As a phenomenon that a single Rf gene could restore multiple alloplasmic male-sterile lines of different origin is uncommon, we hope to find whether the male-sterile genes in these mitochondrial genomes different or not. Therefore, the aim of present study was to assemble the five alloplasmic male sterility mitochondrial genomes, investigate the transcript levels of the genes from transcriptome data, and compare the RNA editing profiles of these genomes. The present work lays the foundation for further characterization of male sterility genes.

Results

Mitochondrial genome assembly and annotation

Mitochondrial DNA, extracted from purified mitochondria, was used to construct sequencing library for Illumina MiSeq and PacBio RSII platforms. The purified mitochondrial DNA was found to contribute to as much as 72% of the mitochondrial reads (see Additional file 1: Table S1). The filtered reads were de novo assembled into 10 to 25 contigs with an average N50 value of 64 kb. When combining the contigs assembled by Velvet from whole reads, each mitochondrial genome was assembled into only one or two contigs. Thereafter, PCR validation was undertaken to obtain a master circle of each mitochondrial genome.

A single SMRT cell run resulted in 1.5-Gb raw PacBio reads with an average length of 3.1 kb. When these raw reads were blast searched against the assembled Diplotaxis catholica CMS mitochondrial genome, 29.73% of raw reads were aligned (see Additional file 2: Table S2). This gave an average coverage of 2083 times. We also detected a large number of small inserts and deletions in the raw reads. Both MECAT and CANU can use PacBio raw reads to assemble de novo and correct any noisy reads. While the assembly of contigs with MECAT generated sequences of 159.5 kb and 6.7 kb in length, we obtained three sequences of 169.5, 75.6, and 23.9 kb using CANU. The former two contigs were identical to the MECAT contigs, whereas the 23.9-kb contig was a terminal repeat sequence that could assemble with the other two contigs. The SPAdes and Velvet-assembled contigs showed 99.99% sequence identity with the PacBio-assembled contigs.
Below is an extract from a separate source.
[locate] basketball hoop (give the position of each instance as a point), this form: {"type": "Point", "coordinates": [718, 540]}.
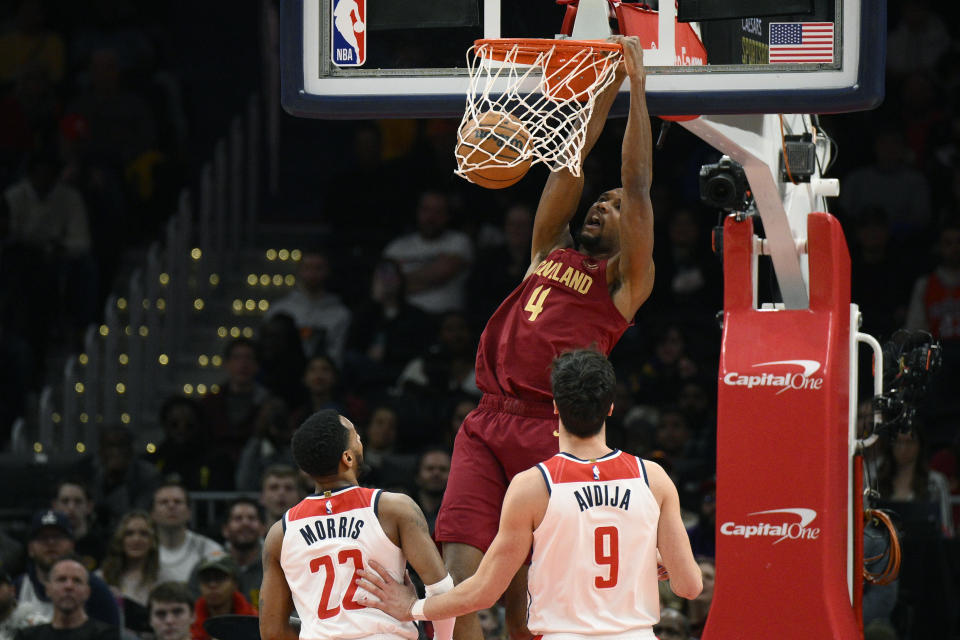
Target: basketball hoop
{"type": "Point", "coordinates": [550, 86]}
The assembled genome was approximately 236 kb in size. Brassica oxyrrhina CMS and Diplotaxis catholica CMS have a regular Brassica mitochondrial genome size (220 kb), whereas the other three mitochondrial genomes were relatively larger (Table 1). The circular mitochondrial genome, generated using OGDRAW, is shown in Additional file 3: Figure S1. The five examined mitochondrial genomes have almost the same GC content of approximately 45% (Table 1). Using a local mitochondrial gene database, derived from published genomes in NCBI and MITOFY web-based blast hit, the five genomes were annotated to share almost identical gene content of 32 protein coding genes, 3 ribosomal RNAs, and 16 tRNAs. The only exception was the Diplotaxis catholica CMS line, in which the rps7 gene was missing. However, the amounts of tRNA varied across the genomes due to repeat sequences containing trnY and trnM. Six tRNAs (trnD, trnI, trnL, trnM, trnN, and trnW) were found to be of chloroplast origin, whereas 4 (trnA, trnR, trnF, and trnV) were missing and need to be imported from the nucleus. Overall, protein coding regions account for an average 15.6% of the genome, whereas introns account for 11.9% and the remainder includes intergenic sequences (Table 1).
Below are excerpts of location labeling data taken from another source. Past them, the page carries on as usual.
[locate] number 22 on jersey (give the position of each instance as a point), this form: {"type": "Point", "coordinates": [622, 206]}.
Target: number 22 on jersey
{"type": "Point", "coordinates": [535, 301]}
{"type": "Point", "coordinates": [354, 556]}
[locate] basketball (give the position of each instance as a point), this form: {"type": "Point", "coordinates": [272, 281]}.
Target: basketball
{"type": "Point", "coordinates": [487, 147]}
Table 1 sequence feature of each mitochondrial genome

Repeat sequence analysis

Plant mitochondrial genomes are characterized by large differences in the size of repeat sequences, which can be divided into dispersed and tandem repeats. Large dispersed repeats cause genome isomerization by recombination through crossing over, whereas medium repeats contribute to sequence rearrangement that often results in chimeric sequences [5, 76, 77]. On the basis of blast analyses, we were able to define the dispersed repeats. The content of repeat sequence in the five examined mitochondria varied from 3.74 to 8.53%, among which was an 11.0-kb repeat, responsible for sequence expansion in Moricandia arvensis CMS. The number of large, medium, and small repeats are listed in Table 1. With the exception of the Brassica oxyrrhina CMS line, at least one large repeat was detected in each of the examined sequences, three of which were found in Diplotaxis in direct orientation. Small repeats were considered to be the most abundant repeat-type. Tandem repeat sequences ranged from 12 to 59 bp in size and are listed in Table 1.

Comparative analysis of mitochondrial genomes and mitotype-specific sequences (MSSs)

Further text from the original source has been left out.